Since they're not right triangles, using the dot product of the vectors may be easier.
Given the vectors (x1,y1) and (x2,y2):
angle in radians = arccos((x1*x2 + y1*y2) / ( sqrt(x1*x1 + y1*y1) * sqrt(x2*x2 + y2*y2) )

More wiki info here: http://en.wikipedia.org/wiki/Dot_product#Geometric_interpretation

Pretty decent vector algebra reference here:
http://emweb.unl.edu/math/mathweb/vectors/vectors.html#vec4

Edit: You may need to twiddle the signs a bit. I'm not a vector math genius and always have to "play" with the numbers a little.

thank you!!! this formula looks like it would work,but my amateur programming skills are stopping me on implementing "arccos".
i have tried Math.arccos(......); but it gives me error, that the symbol can not be found
what should i do to get rid of this error??

thanks again for your reply

The method is Math.acos() Remember that the angle is in radians. You can use Math.toDegrees(double) to convert to degrees if you need to.

sorry for the previous post,ignore it please i have worked it out and it is simply Math.acos();
but the calculation gives me wrong values i convert everything back to degrees

degrees = (radians * 180 / Math.PI)

but for some reason the output i receive varies from 0- 15 instead of 0-360 degrees. i am not sure what would be wrong in the calculation...
maybe im doing something wrong.

thank you for your help!!

It may depend on how you represented your input vectors. For that upper point on figure b that you refered to, you would need to calculate the vectors from that point of origin such that they were pointing out and down from that position using (x2-x1,y2-y1).

Here's a small spreadsheet of the results I got with that formula. I calc'd the angle between each vector pair on an irregular triangle I just made up. The total of all calculated inner angles was 180 and each one seemed to be right by visual estimation (the lower row is degrees, I forgot a label)

You could take a look at Law of Cosines as well, if the vector method isn't working out for you. It's just another way to skin the same cat.

Thanks a lot for all the help it really did help me !!
i managed to solve my problem from the example in the wiki.
i knew all the length of all the sizes so all i had to do is work out the angel.

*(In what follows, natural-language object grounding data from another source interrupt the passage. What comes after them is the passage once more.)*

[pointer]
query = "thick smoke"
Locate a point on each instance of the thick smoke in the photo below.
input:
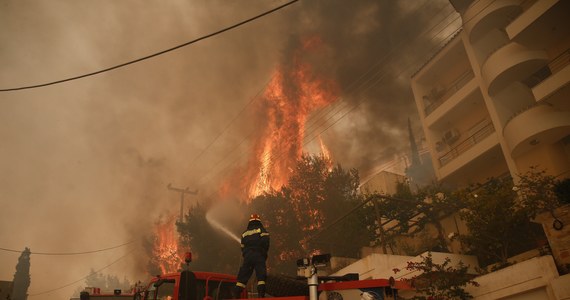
(85, 164)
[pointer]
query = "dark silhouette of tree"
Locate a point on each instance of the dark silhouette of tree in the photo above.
(299, 215)
(22, 276)
(211, 250)
(439, 281)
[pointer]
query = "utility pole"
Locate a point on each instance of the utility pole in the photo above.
(182, 193)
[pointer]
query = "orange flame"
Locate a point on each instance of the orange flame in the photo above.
(166, 252)
(290, 97)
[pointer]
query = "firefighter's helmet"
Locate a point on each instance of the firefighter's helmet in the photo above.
(254, 217)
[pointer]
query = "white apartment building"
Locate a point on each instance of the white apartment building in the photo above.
(496, 99)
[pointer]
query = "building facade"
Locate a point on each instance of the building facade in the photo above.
(495, 100)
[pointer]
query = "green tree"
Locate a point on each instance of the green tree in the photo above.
(414, 212)
(22, 278)
(439, 281)
(299, 215)
(497, 227)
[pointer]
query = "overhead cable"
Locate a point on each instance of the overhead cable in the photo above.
(70, 253)
(85, 277)
(152, 55)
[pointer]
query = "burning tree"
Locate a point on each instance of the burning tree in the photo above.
(293, 93)
(315, 195)
(211, 250)
(165, 253)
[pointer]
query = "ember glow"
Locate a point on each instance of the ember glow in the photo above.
(166, 252)
(291, 96)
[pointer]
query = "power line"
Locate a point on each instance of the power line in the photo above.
(367, 84)
(378, 76)
(70, 253)
(152, 55)
(85, 277)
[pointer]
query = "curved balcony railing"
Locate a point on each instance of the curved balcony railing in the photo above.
(484, 15)
(438, 97)
(534, 124)
(511, 63)
(467, 143)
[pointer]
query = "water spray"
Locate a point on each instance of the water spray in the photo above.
(221, 227)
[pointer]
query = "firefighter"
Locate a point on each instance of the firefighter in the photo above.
(254, 247)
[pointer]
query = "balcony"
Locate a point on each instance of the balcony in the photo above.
(511, 63)
(534, 125)
(438, 96)
(484, 15)
(543, 25)
(468, 143)
(558, 77)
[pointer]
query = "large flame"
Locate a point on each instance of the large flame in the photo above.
(290, 97)
(166, 251)
(294, 92)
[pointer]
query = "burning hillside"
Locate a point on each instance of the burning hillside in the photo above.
(291, 96)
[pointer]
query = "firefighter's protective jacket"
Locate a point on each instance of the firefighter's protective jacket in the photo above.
(255, 239)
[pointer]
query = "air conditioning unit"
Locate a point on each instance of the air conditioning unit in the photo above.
(451, 136)
(439, 146)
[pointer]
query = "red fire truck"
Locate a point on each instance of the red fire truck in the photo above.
(190, 285)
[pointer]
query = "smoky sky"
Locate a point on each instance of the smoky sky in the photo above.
(85, 164)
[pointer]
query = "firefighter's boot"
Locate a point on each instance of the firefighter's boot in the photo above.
(236, 292)
(261, 291)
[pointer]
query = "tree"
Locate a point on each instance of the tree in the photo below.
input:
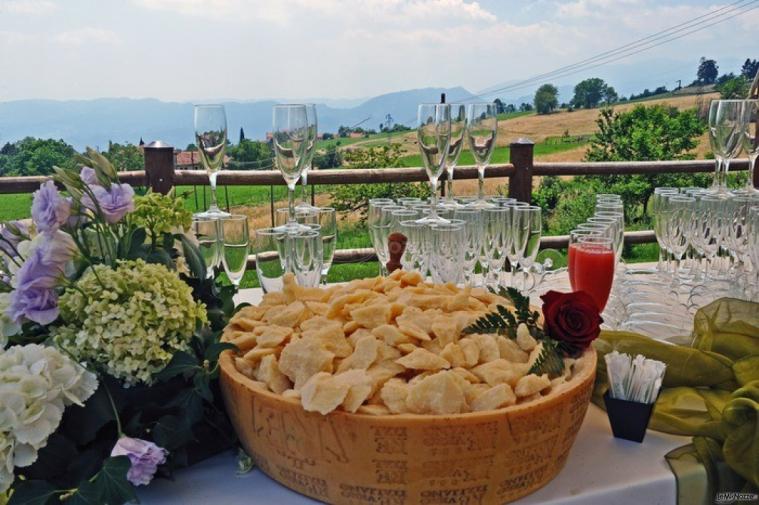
(591, 92)
(546, 99)
(707, 71)
(33, 156)
(734, 87)
(125, 156)
(750, 68)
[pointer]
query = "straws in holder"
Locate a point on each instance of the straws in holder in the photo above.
(634, 379)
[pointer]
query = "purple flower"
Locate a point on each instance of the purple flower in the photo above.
(145, 457)
(88, 176)
(114, 203)
(49, 209)
(34, 296)
(10, 235)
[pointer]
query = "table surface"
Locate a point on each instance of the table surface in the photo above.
(600, 470)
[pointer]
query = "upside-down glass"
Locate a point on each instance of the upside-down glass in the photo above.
(313, 136)
(447, 252)
(206, 230)
(473, 232)
(593, 266)
(532, 247)
(210, 122)
(268, 249)
(235, 246)
(725, 131)
(433, 132)
(750, 140)
(458, 131)
(290, 138)
(482, 130)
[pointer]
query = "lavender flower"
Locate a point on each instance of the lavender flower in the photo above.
(49, 209)
(34, 296)
(10, 235)
(145, 457)
(113, 204)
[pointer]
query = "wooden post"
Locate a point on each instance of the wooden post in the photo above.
(159, 166)
(520, 184)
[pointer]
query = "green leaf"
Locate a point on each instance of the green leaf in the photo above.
(193, 257)
(32, 492)
(181, 363)
(549, 361)
(111, 481)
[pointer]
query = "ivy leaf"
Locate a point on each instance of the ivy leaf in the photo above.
(111, 482)
(549, 361)
(32, 492)
(182, 363)
(194, 259)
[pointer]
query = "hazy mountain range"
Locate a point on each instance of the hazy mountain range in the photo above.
(95, 122)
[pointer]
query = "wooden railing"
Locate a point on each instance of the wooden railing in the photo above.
(160, 175)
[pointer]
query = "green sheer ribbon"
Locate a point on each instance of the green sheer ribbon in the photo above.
(710, 392)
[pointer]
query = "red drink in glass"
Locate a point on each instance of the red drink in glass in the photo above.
(593, 267)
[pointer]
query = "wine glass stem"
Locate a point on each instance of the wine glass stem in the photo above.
(481, 181)
(433, 189)
(212, 179)
(291, 203)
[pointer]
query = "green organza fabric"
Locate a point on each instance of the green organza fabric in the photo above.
(710, 392)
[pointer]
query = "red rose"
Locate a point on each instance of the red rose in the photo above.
(572, 318)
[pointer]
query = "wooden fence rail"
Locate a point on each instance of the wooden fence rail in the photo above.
(161, 175)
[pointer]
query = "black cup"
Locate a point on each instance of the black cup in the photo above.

hypotenuse  = Math.sqrt(Math.pow(xb-xa,2) + Math.pow(yb-ya,2));
       adjacent    = Math.sqrt(Math.pow(xa-xa,2) + Math.pow(ya+50-ya,2));
       oposite     = Math.sqrt(Math.pow(xb-xa,2) + Math.pow(yb-(ya+50),2));
       radians = Math.acos((Math.pow(adjacent,2) + Math.pow(hypotenuse,2)- Math.pow(oposite,2)) /(2*adjacent*hypotenuse));

thank you once again, you have been really helpful !

hai...
me to working in the same area...i couldnot understand how to set the angle between three points in java...could u plz help me...

thank u...

@saranyabaskaran: No, do not hijack other posters threads to ask your own questions. Please start a new thread of your own and explain more clearly what you are trying to do when you say "set the angle".